Advanced statistical computing
Teachers
Carl Nettelblad, Behrang Mahjani, Salman Toor, Silvelyn Zwanzig
(The guest lecturer for statistical analysis of large data sets will be announced later.)
Many recent statistical methods are based on computationally intensive computer simulations. Also, new areas of statistical computing are emerging based on large amounts of data in several disciplines. A rapidly growing field is statistical analysis of data from life sciences. Such analysis can be made in fixed functionality tools or pipelines, but the statistical computing environment R has become very popular due to its greater flexibility.
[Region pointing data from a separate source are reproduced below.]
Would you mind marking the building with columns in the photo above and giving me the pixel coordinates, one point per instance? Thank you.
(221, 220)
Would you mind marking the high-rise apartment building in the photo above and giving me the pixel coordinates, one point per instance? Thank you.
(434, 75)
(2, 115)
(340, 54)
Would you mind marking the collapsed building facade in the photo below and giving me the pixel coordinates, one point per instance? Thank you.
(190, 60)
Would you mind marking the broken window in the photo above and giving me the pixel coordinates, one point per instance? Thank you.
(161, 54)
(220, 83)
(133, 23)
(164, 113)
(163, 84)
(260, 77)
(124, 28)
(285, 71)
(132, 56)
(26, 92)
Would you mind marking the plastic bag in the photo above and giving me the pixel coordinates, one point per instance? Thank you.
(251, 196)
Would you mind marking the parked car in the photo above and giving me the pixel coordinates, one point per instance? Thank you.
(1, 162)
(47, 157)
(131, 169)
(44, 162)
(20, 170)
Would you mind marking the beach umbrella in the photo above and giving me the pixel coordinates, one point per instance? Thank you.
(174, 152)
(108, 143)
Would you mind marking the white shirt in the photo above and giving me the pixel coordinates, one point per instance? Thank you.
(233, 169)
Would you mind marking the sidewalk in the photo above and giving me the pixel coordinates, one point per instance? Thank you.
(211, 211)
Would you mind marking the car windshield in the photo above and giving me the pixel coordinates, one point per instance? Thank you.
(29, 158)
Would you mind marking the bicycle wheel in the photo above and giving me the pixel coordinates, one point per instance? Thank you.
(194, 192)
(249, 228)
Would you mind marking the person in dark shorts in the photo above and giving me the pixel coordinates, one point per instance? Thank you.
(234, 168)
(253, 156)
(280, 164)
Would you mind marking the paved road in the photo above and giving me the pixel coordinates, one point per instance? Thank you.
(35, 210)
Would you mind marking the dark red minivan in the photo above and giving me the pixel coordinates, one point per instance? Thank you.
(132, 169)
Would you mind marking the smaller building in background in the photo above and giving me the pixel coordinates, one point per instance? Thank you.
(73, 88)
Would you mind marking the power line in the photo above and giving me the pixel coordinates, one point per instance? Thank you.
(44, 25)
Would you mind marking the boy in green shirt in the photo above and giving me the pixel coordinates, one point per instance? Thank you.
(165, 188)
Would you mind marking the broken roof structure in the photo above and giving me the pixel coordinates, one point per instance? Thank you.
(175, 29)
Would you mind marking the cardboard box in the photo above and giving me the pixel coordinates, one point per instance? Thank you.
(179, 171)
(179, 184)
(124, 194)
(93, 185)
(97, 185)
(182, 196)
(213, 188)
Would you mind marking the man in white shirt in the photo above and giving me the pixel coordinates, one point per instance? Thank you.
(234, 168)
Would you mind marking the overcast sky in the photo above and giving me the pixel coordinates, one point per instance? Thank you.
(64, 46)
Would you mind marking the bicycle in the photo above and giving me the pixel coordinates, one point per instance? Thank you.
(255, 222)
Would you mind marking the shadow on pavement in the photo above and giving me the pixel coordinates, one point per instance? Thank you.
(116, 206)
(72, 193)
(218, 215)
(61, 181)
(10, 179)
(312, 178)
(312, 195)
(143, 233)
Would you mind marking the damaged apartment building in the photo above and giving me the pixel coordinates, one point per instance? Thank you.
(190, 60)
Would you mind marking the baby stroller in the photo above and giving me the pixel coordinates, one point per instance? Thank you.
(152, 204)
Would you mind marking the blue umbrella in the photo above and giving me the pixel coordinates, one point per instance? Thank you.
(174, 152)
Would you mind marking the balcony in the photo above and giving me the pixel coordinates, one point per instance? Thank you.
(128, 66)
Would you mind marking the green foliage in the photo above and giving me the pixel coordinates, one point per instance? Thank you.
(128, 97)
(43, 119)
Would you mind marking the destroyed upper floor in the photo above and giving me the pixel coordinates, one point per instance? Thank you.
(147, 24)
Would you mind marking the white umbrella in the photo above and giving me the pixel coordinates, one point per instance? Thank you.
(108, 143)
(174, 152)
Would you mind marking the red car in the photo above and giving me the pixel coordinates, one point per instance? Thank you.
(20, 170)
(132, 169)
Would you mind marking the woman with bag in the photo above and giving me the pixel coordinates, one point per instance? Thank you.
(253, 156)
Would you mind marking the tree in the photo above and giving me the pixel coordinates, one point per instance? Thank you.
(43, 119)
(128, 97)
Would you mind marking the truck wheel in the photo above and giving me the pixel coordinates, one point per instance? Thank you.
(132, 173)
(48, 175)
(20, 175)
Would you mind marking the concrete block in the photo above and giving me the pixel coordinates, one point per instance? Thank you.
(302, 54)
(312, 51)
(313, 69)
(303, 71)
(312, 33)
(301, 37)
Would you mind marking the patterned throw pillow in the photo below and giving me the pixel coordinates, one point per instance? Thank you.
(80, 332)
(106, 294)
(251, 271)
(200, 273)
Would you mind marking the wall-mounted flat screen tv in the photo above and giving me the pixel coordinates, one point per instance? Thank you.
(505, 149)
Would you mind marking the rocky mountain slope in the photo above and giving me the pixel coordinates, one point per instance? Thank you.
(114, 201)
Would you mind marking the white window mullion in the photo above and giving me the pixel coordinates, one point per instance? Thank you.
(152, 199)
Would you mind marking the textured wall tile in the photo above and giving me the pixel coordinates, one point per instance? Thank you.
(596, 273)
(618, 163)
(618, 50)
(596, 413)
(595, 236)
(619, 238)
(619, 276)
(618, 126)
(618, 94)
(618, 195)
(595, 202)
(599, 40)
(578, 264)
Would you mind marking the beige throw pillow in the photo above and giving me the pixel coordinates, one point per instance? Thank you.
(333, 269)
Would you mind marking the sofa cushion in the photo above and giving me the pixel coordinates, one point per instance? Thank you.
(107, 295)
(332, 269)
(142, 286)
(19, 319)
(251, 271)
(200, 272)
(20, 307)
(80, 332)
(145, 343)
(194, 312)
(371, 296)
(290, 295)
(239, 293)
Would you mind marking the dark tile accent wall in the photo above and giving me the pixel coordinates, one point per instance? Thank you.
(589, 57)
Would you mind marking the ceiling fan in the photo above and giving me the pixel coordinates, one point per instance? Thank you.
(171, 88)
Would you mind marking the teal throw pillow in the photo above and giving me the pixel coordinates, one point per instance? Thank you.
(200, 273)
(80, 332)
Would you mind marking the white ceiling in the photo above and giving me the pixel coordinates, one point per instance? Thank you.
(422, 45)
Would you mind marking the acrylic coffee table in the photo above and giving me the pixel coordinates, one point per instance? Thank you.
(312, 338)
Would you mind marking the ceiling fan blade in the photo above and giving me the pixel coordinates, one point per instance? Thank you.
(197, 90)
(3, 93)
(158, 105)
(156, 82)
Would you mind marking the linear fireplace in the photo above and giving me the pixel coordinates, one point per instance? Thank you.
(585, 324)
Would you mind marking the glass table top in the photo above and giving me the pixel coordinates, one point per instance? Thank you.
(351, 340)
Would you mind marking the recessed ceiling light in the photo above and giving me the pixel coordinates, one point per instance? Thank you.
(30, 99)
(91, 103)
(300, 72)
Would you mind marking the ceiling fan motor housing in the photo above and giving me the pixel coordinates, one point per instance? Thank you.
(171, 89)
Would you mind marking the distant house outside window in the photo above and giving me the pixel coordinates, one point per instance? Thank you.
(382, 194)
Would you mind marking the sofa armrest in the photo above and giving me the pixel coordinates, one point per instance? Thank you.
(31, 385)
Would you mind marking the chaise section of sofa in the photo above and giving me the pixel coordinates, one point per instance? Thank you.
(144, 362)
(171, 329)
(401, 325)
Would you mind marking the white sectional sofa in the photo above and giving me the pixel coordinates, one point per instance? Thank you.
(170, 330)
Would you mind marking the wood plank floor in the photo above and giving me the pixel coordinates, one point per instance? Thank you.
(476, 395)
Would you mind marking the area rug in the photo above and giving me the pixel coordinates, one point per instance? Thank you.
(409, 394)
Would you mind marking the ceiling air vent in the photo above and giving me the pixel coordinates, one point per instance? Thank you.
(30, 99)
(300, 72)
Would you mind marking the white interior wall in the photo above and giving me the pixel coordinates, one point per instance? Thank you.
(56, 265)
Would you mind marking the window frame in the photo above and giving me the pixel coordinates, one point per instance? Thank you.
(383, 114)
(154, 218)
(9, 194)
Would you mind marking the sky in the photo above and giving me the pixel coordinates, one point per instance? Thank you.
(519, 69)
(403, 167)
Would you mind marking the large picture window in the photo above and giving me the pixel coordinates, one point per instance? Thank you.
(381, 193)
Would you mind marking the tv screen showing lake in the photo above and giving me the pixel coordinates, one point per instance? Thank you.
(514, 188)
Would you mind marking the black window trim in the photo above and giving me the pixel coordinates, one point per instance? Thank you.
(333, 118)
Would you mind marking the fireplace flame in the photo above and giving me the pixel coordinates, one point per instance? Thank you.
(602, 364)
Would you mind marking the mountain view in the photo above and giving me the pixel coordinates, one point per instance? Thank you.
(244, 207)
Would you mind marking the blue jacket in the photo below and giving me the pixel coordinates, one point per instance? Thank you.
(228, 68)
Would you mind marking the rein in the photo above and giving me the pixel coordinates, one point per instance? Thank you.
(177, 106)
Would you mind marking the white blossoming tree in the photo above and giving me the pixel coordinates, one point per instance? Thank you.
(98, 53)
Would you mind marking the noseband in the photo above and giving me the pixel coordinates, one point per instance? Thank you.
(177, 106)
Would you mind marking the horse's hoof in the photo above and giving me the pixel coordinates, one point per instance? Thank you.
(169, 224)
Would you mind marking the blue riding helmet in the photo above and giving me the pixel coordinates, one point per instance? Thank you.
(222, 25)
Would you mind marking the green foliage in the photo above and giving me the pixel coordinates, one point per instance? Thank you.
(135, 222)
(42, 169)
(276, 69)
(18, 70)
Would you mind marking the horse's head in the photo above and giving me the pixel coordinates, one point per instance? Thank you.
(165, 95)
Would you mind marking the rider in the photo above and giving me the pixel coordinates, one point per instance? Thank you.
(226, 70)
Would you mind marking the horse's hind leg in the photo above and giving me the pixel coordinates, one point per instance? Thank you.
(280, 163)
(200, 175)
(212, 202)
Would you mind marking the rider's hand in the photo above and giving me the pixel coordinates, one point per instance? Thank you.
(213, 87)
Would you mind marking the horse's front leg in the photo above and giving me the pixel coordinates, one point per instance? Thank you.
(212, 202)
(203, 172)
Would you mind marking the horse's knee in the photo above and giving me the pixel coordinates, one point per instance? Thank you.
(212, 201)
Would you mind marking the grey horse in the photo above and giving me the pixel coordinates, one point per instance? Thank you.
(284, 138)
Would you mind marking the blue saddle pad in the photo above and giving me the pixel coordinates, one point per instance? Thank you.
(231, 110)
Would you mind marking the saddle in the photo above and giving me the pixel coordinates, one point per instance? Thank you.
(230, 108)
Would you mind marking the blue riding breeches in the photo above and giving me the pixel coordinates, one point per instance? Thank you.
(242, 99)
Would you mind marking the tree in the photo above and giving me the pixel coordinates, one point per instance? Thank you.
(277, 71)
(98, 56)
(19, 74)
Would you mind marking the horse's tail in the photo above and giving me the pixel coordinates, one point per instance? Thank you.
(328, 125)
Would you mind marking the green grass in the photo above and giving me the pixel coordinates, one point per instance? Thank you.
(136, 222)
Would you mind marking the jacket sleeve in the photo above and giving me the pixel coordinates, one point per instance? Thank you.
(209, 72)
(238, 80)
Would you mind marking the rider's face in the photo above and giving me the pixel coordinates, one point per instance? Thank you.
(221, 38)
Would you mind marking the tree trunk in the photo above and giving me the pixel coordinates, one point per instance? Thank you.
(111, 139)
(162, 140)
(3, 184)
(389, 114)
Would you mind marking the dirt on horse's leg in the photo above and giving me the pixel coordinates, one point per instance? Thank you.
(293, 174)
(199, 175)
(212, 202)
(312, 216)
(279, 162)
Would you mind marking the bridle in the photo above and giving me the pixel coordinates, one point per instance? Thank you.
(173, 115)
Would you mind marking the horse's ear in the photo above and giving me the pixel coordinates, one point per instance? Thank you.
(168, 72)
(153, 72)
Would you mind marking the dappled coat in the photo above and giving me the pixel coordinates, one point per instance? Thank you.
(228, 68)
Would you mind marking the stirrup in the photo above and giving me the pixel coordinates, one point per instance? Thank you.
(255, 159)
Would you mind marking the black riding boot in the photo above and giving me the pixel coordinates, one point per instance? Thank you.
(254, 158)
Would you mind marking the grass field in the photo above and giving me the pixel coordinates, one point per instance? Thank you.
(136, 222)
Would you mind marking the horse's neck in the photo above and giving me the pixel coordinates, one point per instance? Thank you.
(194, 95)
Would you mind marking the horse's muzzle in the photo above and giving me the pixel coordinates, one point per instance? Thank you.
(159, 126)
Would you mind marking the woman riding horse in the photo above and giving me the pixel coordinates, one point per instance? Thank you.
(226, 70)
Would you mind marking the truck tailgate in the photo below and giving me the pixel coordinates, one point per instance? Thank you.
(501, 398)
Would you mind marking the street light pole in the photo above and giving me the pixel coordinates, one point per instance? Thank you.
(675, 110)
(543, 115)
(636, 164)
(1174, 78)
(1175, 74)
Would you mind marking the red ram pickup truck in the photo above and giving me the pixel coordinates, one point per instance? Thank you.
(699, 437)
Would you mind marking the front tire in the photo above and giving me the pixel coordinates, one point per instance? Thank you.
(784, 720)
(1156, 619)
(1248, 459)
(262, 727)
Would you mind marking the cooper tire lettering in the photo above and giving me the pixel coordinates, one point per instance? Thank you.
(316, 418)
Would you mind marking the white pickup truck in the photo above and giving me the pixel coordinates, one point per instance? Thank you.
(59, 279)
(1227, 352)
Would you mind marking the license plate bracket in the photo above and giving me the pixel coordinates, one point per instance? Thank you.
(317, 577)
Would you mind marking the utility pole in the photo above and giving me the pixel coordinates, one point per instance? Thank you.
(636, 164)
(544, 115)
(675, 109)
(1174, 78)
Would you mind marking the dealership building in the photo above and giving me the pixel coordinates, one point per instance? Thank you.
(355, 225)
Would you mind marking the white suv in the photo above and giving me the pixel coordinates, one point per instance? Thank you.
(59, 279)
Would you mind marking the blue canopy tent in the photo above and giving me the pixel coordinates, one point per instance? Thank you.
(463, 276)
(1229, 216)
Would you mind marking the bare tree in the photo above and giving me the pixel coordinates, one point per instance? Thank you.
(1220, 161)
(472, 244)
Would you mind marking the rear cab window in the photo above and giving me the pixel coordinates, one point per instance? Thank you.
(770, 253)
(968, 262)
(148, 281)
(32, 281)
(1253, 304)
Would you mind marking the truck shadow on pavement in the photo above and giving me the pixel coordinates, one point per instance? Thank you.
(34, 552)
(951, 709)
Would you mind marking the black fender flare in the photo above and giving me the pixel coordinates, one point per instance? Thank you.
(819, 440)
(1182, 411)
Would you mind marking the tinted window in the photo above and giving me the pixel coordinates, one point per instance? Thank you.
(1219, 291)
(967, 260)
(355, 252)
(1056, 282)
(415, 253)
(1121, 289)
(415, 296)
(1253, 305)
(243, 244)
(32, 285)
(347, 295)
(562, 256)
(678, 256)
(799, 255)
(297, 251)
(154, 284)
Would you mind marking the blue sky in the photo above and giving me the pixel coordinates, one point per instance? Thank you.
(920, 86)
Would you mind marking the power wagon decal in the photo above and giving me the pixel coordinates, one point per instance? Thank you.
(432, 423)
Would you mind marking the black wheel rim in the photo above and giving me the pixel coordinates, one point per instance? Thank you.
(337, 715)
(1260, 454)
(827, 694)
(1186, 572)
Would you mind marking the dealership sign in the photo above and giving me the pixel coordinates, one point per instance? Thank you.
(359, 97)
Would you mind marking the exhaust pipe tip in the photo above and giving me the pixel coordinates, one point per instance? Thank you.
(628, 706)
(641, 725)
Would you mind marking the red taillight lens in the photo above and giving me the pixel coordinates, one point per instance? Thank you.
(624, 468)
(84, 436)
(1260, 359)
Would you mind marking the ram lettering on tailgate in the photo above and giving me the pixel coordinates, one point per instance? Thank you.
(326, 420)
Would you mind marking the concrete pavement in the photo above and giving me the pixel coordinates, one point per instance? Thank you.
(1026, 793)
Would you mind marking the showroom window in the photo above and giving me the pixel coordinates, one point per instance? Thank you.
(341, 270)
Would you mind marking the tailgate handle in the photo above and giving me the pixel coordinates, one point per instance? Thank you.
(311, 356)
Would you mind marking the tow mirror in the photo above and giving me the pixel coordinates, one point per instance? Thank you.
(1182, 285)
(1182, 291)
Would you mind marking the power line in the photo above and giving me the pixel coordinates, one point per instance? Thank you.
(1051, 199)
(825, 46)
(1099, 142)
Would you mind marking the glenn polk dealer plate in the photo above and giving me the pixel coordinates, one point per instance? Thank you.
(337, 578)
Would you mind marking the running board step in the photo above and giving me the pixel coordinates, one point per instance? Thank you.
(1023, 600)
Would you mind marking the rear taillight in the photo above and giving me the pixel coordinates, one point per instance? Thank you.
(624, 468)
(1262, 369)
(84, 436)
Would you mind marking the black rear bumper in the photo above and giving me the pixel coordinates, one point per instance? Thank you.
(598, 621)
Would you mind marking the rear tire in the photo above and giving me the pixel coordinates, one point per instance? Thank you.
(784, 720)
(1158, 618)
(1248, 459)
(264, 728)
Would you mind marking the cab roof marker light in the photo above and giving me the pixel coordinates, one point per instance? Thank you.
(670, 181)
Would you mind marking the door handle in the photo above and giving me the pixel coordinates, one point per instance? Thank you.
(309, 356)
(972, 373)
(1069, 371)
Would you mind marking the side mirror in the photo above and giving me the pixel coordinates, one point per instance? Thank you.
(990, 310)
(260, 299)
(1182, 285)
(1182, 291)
Correctly used, R is a powerful resource where application-specific libraries can be combined with the use of current heterogeneous and distributed computing infrastructures. This course puts students existing practical experience on a more solid theoretical ground, allowing them to benefit from the knowledge of a world-class expert in the field in the final block of the course.
Goal of the course
This a new course covering some of the most recent applications of scientific computing to statistics, for an audience with some familiarity with R or other computing tools such as Python or Matlab. After finishing the course, the student can implement computationally intensive algorithms for statistical analysis in R, and optimize such software for use on modern computer resources. They also learn about the statistical challenges of dealing with large data sets, and how to use R for data-intensive computing. The course focuses on applications from life science.
Target audience
PhD students in Bioinformatics (and related fields), Mathematical Statistics, and Scientific Computing.
Prerequisite
Basic knowledge of mathematical statistics, linear algebra, and numerical methods. Some experience of programming in R, Python, or Matlab.
Credits
5 or 7.5. This course consists of three blocks, at 2.5 credits each. The first block is not strictly necessary for students with significant knowledge of programming in R.
Number of scheduled occasions
16 (11 lectures + 5 labs)
Course schedule
Block 1: Oct 5-18, Week 41
Block 2: Nov 2-6, Week 45
Block 3: Nov 16-20, Week 47
Exam Information
To pass each block, the student should finish the project of that block. The content of each project is related to the labs in that block.
Syllabus
- Block 1: Advanced programming in R (2.5 credits)
- Block 2: High performance programming in R (2.5 credits)
- Block 3: Statistical and numerical methods for analysis of large data sets, with focus on bioinformatics applications (2.5 Credits)